Altro piatto forte del Consiglio europeo era il piano anti-crisi. La Commissione europea aveva messo sul tavolo una proposta da 200 miliardi di euro, da reperire in gran parte dai bilanci nazionali con misure coordinate a livello europeo. Nel frattempo alcuni Paesi, il Regno Unito in testa e poi via via la Spagna, la Germania e finalmente anche l’Italia, avevano adottato piani nazionali di diseguali dimensioni (quello italiano era un quarto di quello inglese e francese e un sesto di quello tedesco) e, soprattutto, con divergenti misure come nel caso della riduzione dell’IVA adottata dal Regno Unito e non presa in considerazione dall’Italia e dello sforamento delle soglie consentite per la spesa pubblica.
In tale contesto, il Consiglio europeo aveva almeno due esigenze da comporre tra di loro: raggiungere un’intesa su un livello sufficiente di risorse globali da investire per far fronte alla crisi e garantire coordinamento e coerenza alle misure che ciascuno Stato si accingeva a adottare. Anche qui un compromesso è stato faticosamente trovato attorno all’obiettivo di rispondere alla crisi con quella massa critica di circa 200 miliardi di euro proposti dalla Commissione, ma lasciando che ogni Paese decida sovranamente le misure da adottare, comunque senza eccedere nello sforamento del deficit di bilancio. Sull’argomento si sono affrontati il duo Francia-Regno Unito, favorevoli ad un forte intervento pubblico per fare fronte all’emergenza, e la Germania, più preoccupata del rigore di bilancio e della stabilità dell’economia sul medio-lungo periodo. Ininfluente il ruolo dell’Italia, intrappolata dal debito e orientata a modesti interventi per l’immediata emergenza.

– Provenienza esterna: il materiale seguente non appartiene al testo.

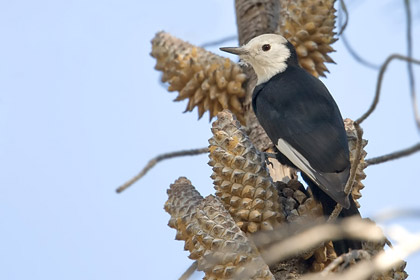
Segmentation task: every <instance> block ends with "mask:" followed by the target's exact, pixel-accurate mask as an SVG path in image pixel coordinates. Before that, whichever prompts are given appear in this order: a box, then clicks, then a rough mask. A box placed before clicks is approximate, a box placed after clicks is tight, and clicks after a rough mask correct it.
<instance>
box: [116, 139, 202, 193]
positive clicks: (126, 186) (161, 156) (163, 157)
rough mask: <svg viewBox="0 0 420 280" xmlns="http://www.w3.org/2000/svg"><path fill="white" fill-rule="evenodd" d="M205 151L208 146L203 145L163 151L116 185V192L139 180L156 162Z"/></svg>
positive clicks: (149, 169) (198, 153)
mask: <svg viewBox="0 0 420 280" xmlns="http://www.w3.org/2000/svg"><path fill="white" fill-rule="evenodd" d="M207 152H208V148H207V147H205V148H199V149H192V150H182V151H176V152H171V153H165V154H161V155H158V156H157V157H155V158H152V159H151V160H150V161H149V162H148V163H147V165H146V166H145V167H144V168H143V169H142V170H141V171H140V173H139V174H137V175H136V176H134V177H133V178H132V179H130V180H129V181H127V182H126V183H124V184H123V185H121V186H120V187H118V189H117V190H116V191H117V193H121V192H122V191H124V190H125V189H127V188H128V187H130V186H131V185H132V184H134V183H135V182H137V181H138V180H140V179H141V178H142V177H143V176H144V175H146V173H147V172H148V171H149V170H150V169H152V168H153V167H154V166H155V165H156V164H157V163H158V162H160V161H162V160H165V159H170V158H174V157H182V156H195V155H201V154H204V153H207Z"/></svg>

Come andrà veramente è tutto da vedere, ma lo capiremo presto. Saranno rivelatori gli «aiuti di Stato» già generosamente attivati per le banche e pronti per l’industria, in particolare quella automobilistica. Difficile evitarli se gli USA vi destineranno i 14 miliardi di dollari previsti: il governo svedese ha già pronto un pacchetto di oltre 2 miliardi di euro per la Volvo e non è arrischiato prevedere che qualcosa di analogo avverrà in Italia, Germania, Regno Unito e Francia. Qui il rischio è grande di alterare la concorrenza e di saccheggiare i conti pubblici, trasferendone i costi ai contribuenti come insegna in Italia la vicenda Alitalia.
Il Consiglio europeo di Bruxelles ha aperto la strada ad una nuova fase dell’economia dell’UE: non è sicuro che ne abbia rafforzato la dimensione comunitaria e posto le basi per una crescita sostenibile nel tempo in una stagione politica in cui i governi nazionali sono ripiegati sulle difficoltà di casa loro, esposti alla tentazione del «si salvi chi pu಻ mentre incombono scadenze elettorali ravvicinate.